Helikoptergeld: Die Atombombe der Geldmarktpolitik

Von MARVIN WANK | Bei der EZB schrillen die Alarmglocken: Die Konjunktur in der Eurozone trübt sich ein. Und dass trotz aller geldpolitischen Mühen der Zentralbank. Skandal! Sowas können Europas Chefplaner nicht hinnehmen. Umgehend wird ein Praktikant in das geldpolitische Arsenal geschickt, um nachzusehen, welche Waffen den glorreichen Verteidigern unserer Währung noch zur Verfügung stehen. Doch kommt dieser mit einer erschütternden Nachricht zurück: In der Waffenkammer herrscht gähnende Leere.

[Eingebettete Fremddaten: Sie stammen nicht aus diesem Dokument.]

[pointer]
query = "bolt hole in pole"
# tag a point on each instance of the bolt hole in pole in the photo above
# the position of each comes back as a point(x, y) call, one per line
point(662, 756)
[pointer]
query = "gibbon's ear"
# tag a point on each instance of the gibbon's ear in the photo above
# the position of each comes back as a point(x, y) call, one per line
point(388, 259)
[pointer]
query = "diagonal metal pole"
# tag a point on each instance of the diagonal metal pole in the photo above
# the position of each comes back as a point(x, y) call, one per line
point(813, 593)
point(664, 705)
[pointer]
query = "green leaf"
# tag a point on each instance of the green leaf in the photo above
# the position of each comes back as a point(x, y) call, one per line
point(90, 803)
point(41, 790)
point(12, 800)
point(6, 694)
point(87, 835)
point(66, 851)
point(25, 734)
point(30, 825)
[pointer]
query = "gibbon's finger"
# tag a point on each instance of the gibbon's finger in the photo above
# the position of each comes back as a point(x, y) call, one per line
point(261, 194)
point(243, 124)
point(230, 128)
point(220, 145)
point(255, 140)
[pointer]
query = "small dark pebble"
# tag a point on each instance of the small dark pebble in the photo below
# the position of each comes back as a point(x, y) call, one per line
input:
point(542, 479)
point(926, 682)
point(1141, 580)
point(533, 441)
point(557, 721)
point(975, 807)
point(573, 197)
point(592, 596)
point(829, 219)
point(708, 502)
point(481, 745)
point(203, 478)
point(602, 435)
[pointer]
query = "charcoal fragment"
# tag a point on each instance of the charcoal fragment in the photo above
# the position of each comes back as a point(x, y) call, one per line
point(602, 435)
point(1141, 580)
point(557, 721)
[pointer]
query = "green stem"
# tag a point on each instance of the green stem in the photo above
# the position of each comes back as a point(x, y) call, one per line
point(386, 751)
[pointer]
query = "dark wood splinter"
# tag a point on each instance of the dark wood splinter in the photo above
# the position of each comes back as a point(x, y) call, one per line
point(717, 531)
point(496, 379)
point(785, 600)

Doch an der Geldmarktfront ist die Lage ernst. Alle Waffen, die die Konjunktur wieder ankurbeln sollten sind bis zur Unbrauchbarkeit abgestumpft. Trotz milliardenschwerer Anleihenkaufprogramme, trotz Nullzinsen, trotz einer Bilanzsumme von mehr als 4,5 Billionen Euro (40% der gesamten Wirtschaftsleistung).
Der Stab um Generalissimus Mario Draghi gerät ins Schwitzen. Eine drastische Konjunkturoffensive muss her, sonst wird die versteckte Rezession zu einer offensichtlichen. Erste Stimmen werden laut, es werde nun Zeit die Waffen der Waffen einzusetzen, die undenkbare Option, die Atombombe der Geldmarktpolitik: Helikoptergeld.
Bei dieser extremsten aller geldpolitischen Maßnahme injiziert die Zentralbank direkt Geld in den Markt. Mit anderen Worten: Jeder Bürger in der Eurozone kriegt einfach einen gewissen Geldbetrag überwiesen.
In der Sekunde, in der das Geld auf den Konten landet, sind erstmal alle genauso reich wie vorher, da jeder den gleichen Geldbetrag überwiesen bekommen hat. Gleichzeitig sinkt die Kaufkraft jedes Euros; vom gleichen Betrag kann man sich durch die Geldschwemme weniger kaufen. Davon profitieren Schuldner und Gläubiger verlieren.
Der Schuldner muss relativ zu seinem Vermögen nun weniger Kredit zurückzahlen, während er das kreditfinanzierte Gut weiterhin behält. Der Gläubiger erhält aus dem Kredit wesentlich weniger Kaufkraft zurück als er dem Schuldner zum Zeitpunkt der Kreditvergabe ausgezahlt hat. Helikoptergeld führt, wie andere geldpolitischen Maßnahmen, zu einer Sanktionierung von Sparen und langfristigem wirtschaften und zu einer Übervorteilung von kurzfristiger Kreditaufnahme.
Wie in diesen Artikel beschrieben, müssten Firmen riesige Kreditsummen aufnehmen, um konkurrenzfähig zu bleiben. Dabei planen sie weitere Konjunkturmaßnahme der EZB bereits fest ein. Sollten diese nicht kommen, könnten diese Firmen ihre Kredite nicht mehr begleichen.
Die EZB schaufelt sich ihr eigenes Konjunkturloch und mit jeder Maßnahme wird es tiefer. Sollte das Helikoptergeld kommen, wäre es nur ein weiterer Schritt in Richtung Planwirtschaft. Nicht mehr Innovationen, Erfüllung von Bedürfnissen oder Produktivitätssteigerung wären der Garant für wirtschaftlichen Erfolg, sondern nur noch das immer neue Geld der Zentralbanken.

1 Antwort

  1. moneypenny sagt:

    Gruselig! Wie kann denn dieser Wahnsinn noch gestoppt werden?